Читаем «Как в посольских обычаях ведется...» полностью

В 1579 году Стефан Баторий, чья переписка с Грозным изобиловала взаимными ироническими выпадами, упрекнул царя в непонимании смысла слова «маистат» (величество). Через год на переговорах с А. Поссевино бояре, вспоминая этот упрек, объясняли: «А велит у себя государь быти послом, то к его лицу, ино то большая честь послом; пришлет же государь, а велит привести послов к своему маистату, ино то к его государству, а не к его лицу, ино того хуже»[128]. Впрочем, рассуждения бояр носят отвлеченный, даже, пожалуй, схоластический характер. На практике происходило сращивание понятий «государев» и «государственный», выражавшихся одним словом — «государский». Частная аудиенция у царя, во время которой он лично вел переговоры с послами, хотя и считалась для последних большой «честью», но возможна была лишь после официальной, публичной. Такой же порядок предусматривали и наказы послам, выезжавшим из Москвы за границу. Когда один из русских дипломатов, находясь в Вене, не сумел дождаться приема в тронном зале и посетил тяжело больного императора в его спальне, то, опасаясь наказания за «поруху» государевой «чести», он в статейном списке оправдывал свой поступок тем, что «цесарь вельми хвор» и официальной аудиенции вообще могло не быть.

В середине XVI в. Грановитая палата Кремлевского дворца чаще служила местом не аудиенций, а торжественных обедов, устраивавшихся в честь иностранных дипломатов; посольские аудиенции постоянно начали проходить в ней уже с XVII в., хотя послы бывали здесь и при Годунове, и при Федоре Ивановиче, а изредка — и при Иване Грозном. Но обычно Грозный принимал послов или в «Столовой избе брусяной», или в «Середней подписной» палате, она же — Золотая (своды ее были покрыты росписью по золотому фону, отсюда и название палаты). В последней, как правило, проходили аудиенции в третьей четверти XVI в., а в «Столовой избе» — при Иване III, Василии III и Иване Грозном в начальную пору его правления.

Все возраставшая пышность посольских приемов требовала соответствующих декораций: «брусяные» палаты уже не отвечали ни новому положению Русского государства, ни значению и престижу его верховной власти. Вместе с тем место аудиенции внутри дворца не зависело, по-видимому, ни от ранга дипломата, ни от характера отношений с приславшим его монархом, и трудно определить, чем руководствовался царь, выбирая одну из трех парадных палат в одном случае и другую — в другом. Возможно, это были соображения самого обыденного свойства, которые тем труднее реконструировать, чем они обыденнее: ремонт сеней или самой палаты, возобновление настенной живописи после пожара, неисправность печей или дымохода, сильный ветер в окна и т. д.

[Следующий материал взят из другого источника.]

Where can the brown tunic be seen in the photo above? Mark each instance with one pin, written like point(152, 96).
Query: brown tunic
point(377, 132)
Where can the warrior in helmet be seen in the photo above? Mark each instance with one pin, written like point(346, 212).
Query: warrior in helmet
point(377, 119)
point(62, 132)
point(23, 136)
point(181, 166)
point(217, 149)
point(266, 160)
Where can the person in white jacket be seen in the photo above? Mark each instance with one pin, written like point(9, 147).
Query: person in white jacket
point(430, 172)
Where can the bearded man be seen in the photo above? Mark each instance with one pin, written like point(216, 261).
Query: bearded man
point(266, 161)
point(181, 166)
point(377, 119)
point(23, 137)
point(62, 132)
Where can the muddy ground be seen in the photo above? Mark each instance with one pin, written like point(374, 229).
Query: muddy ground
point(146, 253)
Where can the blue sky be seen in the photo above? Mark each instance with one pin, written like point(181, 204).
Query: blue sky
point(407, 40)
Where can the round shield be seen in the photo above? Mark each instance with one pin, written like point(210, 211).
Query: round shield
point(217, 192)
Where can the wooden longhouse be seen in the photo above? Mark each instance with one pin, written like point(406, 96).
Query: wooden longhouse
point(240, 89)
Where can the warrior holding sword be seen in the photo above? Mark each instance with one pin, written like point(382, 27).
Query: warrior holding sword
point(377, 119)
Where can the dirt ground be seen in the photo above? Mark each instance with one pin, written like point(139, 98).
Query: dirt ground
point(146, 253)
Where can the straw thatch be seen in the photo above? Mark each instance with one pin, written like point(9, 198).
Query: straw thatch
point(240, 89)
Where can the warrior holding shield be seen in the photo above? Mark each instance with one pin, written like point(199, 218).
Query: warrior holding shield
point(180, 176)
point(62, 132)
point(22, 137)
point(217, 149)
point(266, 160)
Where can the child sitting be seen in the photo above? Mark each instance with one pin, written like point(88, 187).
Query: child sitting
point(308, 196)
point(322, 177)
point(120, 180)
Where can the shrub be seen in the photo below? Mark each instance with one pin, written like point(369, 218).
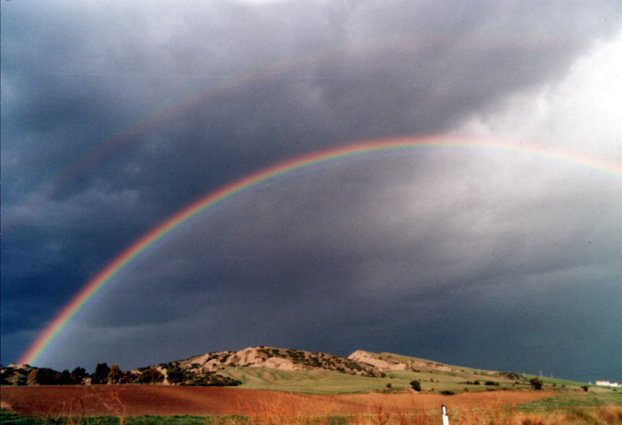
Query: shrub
point(416, 385)
point(536, 383)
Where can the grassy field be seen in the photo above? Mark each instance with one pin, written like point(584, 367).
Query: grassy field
point(598, 406)
point(456, 380)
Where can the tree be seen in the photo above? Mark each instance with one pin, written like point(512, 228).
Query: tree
point(416, 385)
point(101, 374)
point(151, 376)
point(175, 375)
point(536, 383)
point(115, 374)
point(65, 378)
point(78, 374)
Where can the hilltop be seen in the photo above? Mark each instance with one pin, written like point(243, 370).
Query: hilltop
point(286, 369)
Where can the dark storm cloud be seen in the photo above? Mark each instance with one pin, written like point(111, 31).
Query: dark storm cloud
point(268, 83)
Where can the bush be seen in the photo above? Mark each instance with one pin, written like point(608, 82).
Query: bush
point(536, 383)
point(150, 376)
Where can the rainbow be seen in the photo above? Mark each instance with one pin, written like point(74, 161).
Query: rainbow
point(114, 268)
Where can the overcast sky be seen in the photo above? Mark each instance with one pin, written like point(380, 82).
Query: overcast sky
point(117, 114)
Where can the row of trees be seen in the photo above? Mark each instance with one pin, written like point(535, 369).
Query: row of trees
point(103, 374)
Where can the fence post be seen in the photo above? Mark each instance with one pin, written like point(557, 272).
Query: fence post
point(444, 413)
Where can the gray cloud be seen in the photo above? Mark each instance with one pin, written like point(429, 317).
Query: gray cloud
point(115, 116)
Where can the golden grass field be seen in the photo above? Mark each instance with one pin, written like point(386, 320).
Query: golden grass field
point(130, 403)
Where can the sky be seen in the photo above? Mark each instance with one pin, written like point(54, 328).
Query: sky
point(494, 243)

В каждой из трех палат имелось тронное возвышение, на котором располагался престол («царское место»). В «Столовой избе» трон стоял с восточной стороны палаты, ближе к «красному» углу. В отчете литовского посольства 1556 года отмечается, что царь сидел «недалеко от кута (угла. — Л. Ю.) в избе, по левой стороне входячи до избы»[129]. В Золотой палате тронное возвышение находилось в юго-восточном углу, между двумя окнами. Любопытно, что в Магнавре, аудиенц-зале византийских императоров, трон тоже размещался ближе к углу, и аналогичное положение великокняжеского престола могло быть подсказано Ивану III греческими сановниками, приехавшими в Москву вместе с Софьей Палеолог. Эту норму унаследовали от Палеологов и турецкие султаны, которые после падения Константинополя усвоили многие элементы византийского придворного этикета. Как пишет русский посол Г. Нащокин (1592 г.), султан на аудиенции сидел «в угле, к дверем стороною»[130]. В то же время королевский престол в краковском и виленском замках находился у стены посередине палаты. Так же, впрочем, располагалось и «царское место» Ивана Грозного в Александровой слободе, если судить по гравюрам, которыми датский посол Я. Ульфельдт снабдил книгу (1578 г.) о своем путешествии в Россию.

В «Столовой избе» над престолом царя висела икона богоматери, а на противоположной стене — Николая Угодника. Последний был особенно почитаемым на Руси святым, и некоторые иностранные путешественники считали даже, что у русских есть два бога — Иисус Христос и святой Николай (недаром в 1597 г. имперский посол А. Дон привез в подарок Федору Ивановичу мощи именно Николая Мирликийского). В Золотой палате справа от тронного места на стене был изображен Саваоф с державой, а слева — царевич Иоасаф, беседующий с пустынником Варлаамом. Эти изображения представляли собой своего рода аллегорию двух сторон царского «чина» — устроительной власти и человеколюбивой мудрости.